If Government really wants a ‘step change’ in the balance between prevention and enforcement, it needs to start to engage with the evidence base
By Donna Molloy and Stephanie Waddell, EIF
We were delighted to hear the Home Secretary say yesterday that she would be placing early intervention at the heart of the Government’s approach to ‘serious’ violence. Youth violence is a chronic problem that needs a sustained, strategic and coordinated response. Early intervention is a critical part of the solution, but it mustn’t be consigned to words on a page and to yet another small, short term funding pot for a myriad of activities of uncertain impact.
The Serious Youth Violence strategy’s assessment of the evidence on risk factors and effective interventions is extensive. It is also cautious, and there is some justification for this. The UK evidence in this territory is still at an early stage. There is a lot we don’t yet know about how best to prevent certain types of problems or certain behaviour.
But, there is an awful lot we do know, and we simply must act on this. We know, for example, that social and emotional skills are vitally important for children’s life chances. These skills include the ability to understand and manage emotions, and regulate behaviour – skills which help children to develop resilience and avoid risky situations. We know that high quality social and emotional learning programmes delivered in schools can have an impact on longer-term violence outcomes as well as on highly relevant risk factors like aggression and conduct problems.
We also know that family-level factors like parental conflict and the quality of parenting impact on children’s behaviour and mental health. Strong family relationships are important protective factors against involvement in violence. There are a range of evidence-based programmes designed to support parents and improve outcomes for children, which need to be more widely available.

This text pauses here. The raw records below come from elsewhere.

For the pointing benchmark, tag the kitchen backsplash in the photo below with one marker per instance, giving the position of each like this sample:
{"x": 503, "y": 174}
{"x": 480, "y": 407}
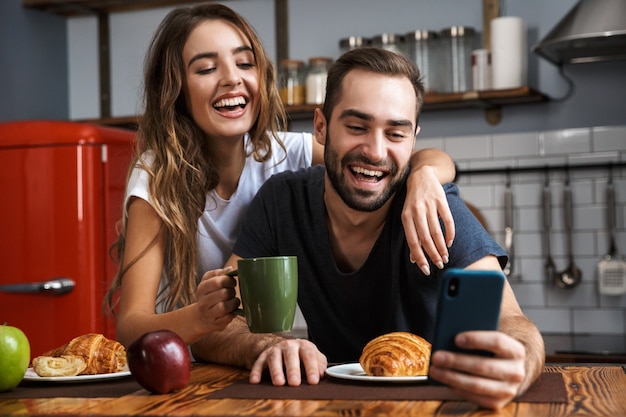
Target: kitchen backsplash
{"x": 576, "y": 319}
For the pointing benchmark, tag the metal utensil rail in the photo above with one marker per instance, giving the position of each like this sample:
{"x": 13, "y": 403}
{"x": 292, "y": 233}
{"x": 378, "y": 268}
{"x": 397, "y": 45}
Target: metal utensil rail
{"x": 539, "y": 168}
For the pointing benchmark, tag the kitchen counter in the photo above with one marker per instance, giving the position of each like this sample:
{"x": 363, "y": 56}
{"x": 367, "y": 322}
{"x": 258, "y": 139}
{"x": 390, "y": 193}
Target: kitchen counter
{"x": 215, "y": 390}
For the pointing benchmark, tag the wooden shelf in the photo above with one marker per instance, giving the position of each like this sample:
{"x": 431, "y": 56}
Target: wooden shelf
{"x": 490, "y": 101}
{"x": 94, "y": 7}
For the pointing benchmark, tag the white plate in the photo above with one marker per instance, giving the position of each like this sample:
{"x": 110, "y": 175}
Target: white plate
{"x": 31, "y": 375}
{"x": 354, "y": 372}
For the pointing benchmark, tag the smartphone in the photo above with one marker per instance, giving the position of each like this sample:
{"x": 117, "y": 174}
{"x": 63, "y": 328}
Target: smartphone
{"x": 467, "y": 300}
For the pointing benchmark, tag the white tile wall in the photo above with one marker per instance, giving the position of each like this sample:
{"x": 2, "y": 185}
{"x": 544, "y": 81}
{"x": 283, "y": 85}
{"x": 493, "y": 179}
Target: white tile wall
{"x": 578, "y": 318}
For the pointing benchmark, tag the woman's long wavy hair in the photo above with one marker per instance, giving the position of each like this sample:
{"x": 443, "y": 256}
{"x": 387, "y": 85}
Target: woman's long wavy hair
{"x": 182, "y": 171}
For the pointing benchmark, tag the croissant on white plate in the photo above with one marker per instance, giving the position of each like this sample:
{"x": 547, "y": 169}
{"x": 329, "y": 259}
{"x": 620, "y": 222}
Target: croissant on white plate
{"x": 100, "y": 354}
{"x": 396, "y": 354}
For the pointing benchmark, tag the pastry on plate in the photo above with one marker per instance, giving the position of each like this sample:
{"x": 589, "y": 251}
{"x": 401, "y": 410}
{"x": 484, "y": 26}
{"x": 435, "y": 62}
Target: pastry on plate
{"x": 100, "y": 354}
{"x": 396, "y": 354}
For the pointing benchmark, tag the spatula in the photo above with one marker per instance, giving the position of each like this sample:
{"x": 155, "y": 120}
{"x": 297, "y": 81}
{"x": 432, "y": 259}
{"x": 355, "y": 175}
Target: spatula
{"x": 612, "y": 269}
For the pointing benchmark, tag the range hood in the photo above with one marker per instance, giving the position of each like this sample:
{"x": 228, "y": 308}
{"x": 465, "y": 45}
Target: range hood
{"x": 594, "y": 30}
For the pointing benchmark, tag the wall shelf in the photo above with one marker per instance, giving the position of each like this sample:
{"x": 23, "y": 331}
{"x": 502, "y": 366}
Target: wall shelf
{"x": 490, "y": 101}
{"x": 92, "y": 7}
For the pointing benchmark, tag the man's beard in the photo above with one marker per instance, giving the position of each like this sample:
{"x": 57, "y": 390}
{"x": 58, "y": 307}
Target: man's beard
{"x": 359, "y": 199}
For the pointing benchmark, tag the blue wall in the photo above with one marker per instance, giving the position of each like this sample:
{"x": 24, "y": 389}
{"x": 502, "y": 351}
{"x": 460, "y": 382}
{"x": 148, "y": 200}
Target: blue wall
{"x": 33, "y": 64}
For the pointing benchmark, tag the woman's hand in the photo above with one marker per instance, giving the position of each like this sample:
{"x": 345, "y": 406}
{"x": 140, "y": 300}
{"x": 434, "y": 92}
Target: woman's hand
{"x": 425, "y": 203}
{"x": 216, "y": 299}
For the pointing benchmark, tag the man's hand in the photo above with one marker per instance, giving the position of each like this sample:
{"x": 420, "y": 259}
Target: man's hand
{"x": 425, "y": 203}
{"x": 491, "y": 382}
{"x": 285, "y": 361}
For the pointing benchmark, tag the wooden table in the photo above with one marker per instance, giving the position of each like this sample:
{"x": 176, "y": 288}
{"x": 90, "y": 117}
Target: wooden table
{"x": 593, "y": 390}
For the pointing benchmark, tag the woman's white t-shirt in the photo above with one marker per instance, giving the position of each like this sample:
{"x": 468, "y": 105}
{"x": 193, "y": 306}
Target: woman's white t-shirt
{"x": 219, "y": 225}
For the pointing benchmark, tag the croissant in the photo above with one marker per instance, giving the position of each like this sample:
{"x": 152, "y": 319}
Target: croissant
{"x": 396, "y": 354}
{"x": 101, "y": 355}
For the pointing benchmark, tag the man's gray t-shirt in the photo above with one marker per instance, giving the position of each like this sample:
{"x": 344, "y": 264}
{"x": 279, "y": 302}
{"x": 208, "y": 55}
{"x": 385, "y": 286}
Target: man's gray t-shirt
{"x": 388, "y": 293}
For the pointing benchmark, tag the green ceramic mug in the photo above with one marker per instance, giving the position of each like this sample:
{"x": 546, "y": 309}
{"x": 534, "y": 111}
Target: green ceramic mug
{"x": 269, "y": 292}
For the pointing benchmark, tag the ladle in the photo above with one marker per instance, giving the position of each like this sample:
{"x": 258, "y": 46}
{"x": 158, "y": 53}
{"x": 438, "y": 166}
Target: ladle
{"x": 549, "y": 266}
{"x": 571, "y": 275}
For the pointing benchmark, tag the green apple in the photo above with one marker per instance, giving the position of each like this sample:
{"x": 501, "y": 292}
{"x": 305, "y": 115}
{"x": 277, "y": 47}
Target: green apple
{"x": 14, "y": 356}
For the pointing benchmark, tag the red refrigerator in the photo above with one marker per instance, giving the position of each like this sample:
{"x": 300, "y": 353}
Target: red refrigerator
{"x": 61, "y": 190}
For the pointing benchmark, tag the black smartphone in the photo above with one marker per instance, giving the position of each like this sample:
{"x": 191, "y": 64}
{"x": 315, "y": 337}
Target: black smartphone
{"x": 467, "y": 300}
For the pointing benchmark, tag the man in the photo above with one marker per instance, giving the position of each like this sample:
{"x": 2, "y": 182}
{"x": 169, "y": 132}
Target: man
{"x": 344, "y": 225}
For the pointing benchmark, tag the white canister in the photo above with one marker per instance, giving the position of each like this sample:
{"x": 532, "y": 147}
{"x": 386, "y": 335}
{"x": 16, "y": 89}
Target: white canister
{"x": 481, "y": 69}
{"x": 509, "y": 55}
{"x": 316, "y": 79}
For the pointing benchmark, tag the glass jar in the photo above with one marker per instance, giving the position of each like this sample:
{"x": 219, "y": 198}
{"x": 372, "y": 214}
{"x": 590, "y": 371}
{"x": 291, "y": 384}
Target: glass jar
{"x": 291, "y": 81}
{"x": 458, "y": 43}
{"x": 423, "y": 48}
{"x": 389, "y": 41}
{"x": 316, "y": 79}
{"x": 351, "y": 42}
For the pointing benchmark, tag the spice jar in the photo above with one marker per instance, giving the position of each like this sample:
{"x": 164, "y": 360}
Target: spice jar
{"x": 423, "y": 48}
{"x": 316, "y": 79}
{"x": 458, "y": 44}
{"x": 291, "y": 80}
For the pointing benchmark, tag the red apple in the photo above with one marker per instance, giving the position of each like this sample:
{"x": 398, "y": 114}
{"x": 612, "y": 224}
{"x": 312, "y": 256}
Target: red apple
{"x": 160, "y": 361}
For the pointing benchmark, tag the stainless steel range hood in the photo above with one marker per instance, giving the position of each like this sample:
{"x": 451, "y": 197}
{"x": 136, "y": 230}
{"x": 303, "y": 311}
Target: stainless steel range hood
{"x": 594, "y": 30}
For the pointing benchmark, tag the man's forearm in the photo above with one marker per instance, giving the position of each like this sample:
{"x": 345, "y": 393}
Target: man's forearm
{"x": 441, "y": 162}
{"x": 520, "y": 328}
{"x": 234, "y": 345}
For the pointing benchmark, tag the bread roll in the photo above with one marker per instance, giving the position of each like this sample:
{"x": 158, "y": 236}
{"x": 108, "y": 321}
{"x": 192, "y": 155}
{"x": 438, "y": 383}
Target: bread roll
{"x": 101, "y": 355}
{"x": 396, "y": 354}
{"x": 66, "y": 365}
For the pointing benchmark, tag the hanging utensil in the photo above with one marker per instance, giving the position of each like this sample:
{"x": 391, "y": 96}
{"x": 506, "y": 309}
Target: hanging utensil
{"x": 571, "y": 275}
{"x": 549, "y": 267}
{"x": 508, "y": 227}
{"x": 612, "y": 269}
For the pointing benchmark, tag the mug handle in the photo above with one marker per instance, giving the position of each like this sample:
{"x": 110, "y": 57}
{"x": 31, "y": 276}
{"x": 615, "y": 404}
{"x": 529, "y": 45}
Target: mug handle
{"x": 238, "y": 311}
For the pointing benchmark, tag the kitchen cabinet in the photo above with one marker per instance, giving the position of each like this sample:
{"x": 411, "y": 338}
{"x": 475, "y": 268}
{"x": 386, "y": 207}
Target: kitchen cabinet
{"x": 490, "y": 101}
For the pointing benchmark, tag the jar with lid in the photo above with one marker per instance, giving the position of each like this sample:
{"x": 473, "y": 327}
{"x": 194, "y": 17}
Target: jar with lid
{"x": 351, "y": 42}
{"x": 389, "y": 41}
{"x": 458, "y": 43}
{"x": 423, "y": 48}
{"x": 291, "y": 81}
{"x": 316, "y": 79}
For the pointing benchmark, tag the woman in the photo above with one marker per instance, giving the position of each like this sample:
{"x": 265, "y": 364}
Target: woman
{"x": 208, "y": 139}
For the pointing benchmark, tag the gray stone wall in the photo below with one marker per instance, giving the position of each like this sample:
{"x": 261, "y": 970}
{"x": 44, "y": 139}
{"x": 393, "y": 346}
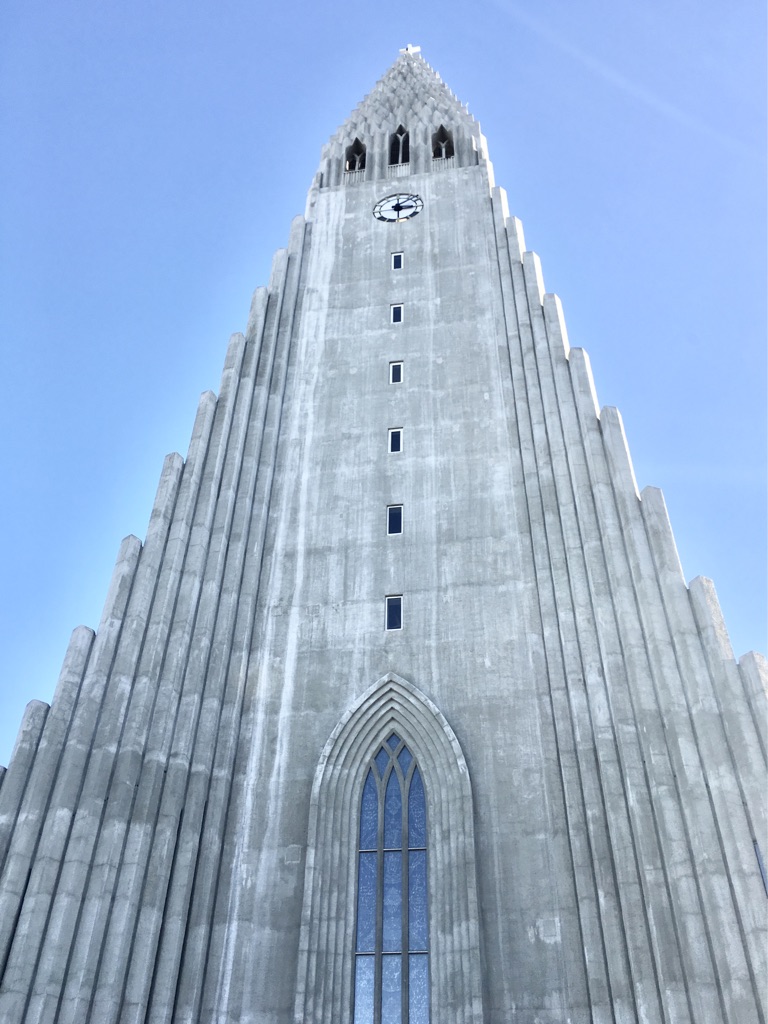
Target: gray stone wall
{"x": 594, "y": 758}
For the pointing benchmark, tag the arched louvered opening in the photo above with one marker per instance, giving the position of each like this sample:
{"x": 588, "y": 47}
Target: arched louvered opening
{"x": 391, "y": 976}
{"x": 354, "y": 159}
{"x": 442, "y": 143}
{"x": 398, "y": 146}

Disappointingly, the Government’s evidence assessment and stated commitment to early intervention is not matched by the ensuing commitments, which are largely a roll call of previously announced or ongoing government initiatives. This does not signal a ‘step change’. It is more of the same.
The £11m committed through the Early Intervention Youth Fund is, of course, a welcome investment in the vitally important youth and community sector. We would like to see a strong emphasis on testing the impact of new activity in this space, and some guiding principles from the Home Office about the kinds of approaches that are likely to be successful. We mustn’t fall into the trap of assuming that any ‘early intervention’ is better than none. We need to see investment in evidence-based, effectively targeted and well implemented interventions.
We call on the Home Office to be more ambitious about early intervention. This means both engaging with the evidence more meaningfully, and working collaboratively with their cross-Government colleagues on the hard stuff that needs concerted, coordinated effort. The real opportunities here lie not in the creation of another short-term funding stream, but – to give just a few examples – in the structural changes proposed in the mental health green paper, in the consultation on the future of personal, social, health and economic education (PSHE), in allowing schools to focus on children’s social and emotional development as well as on their academic attainment (and recognising the link between the two), in the future arrangements for Troubled Families programme funding, and in the work DWP is leading to reduce parental conflict.
Tackling the root causes of violence is a laudable aim. It’s an aim that the Government has stated many times now. Early intervention is an easy concept to grasp, but implementing it effectively takes time, commitment, ongoing investment and evidence-based policy making across a wide range of departmental agendas. It is time the Home Office recognised this.
Donna Molloy is Director of Policy and Practice, and Stephanie Waddell is Dissemination Lead for High Risk Children and Young People.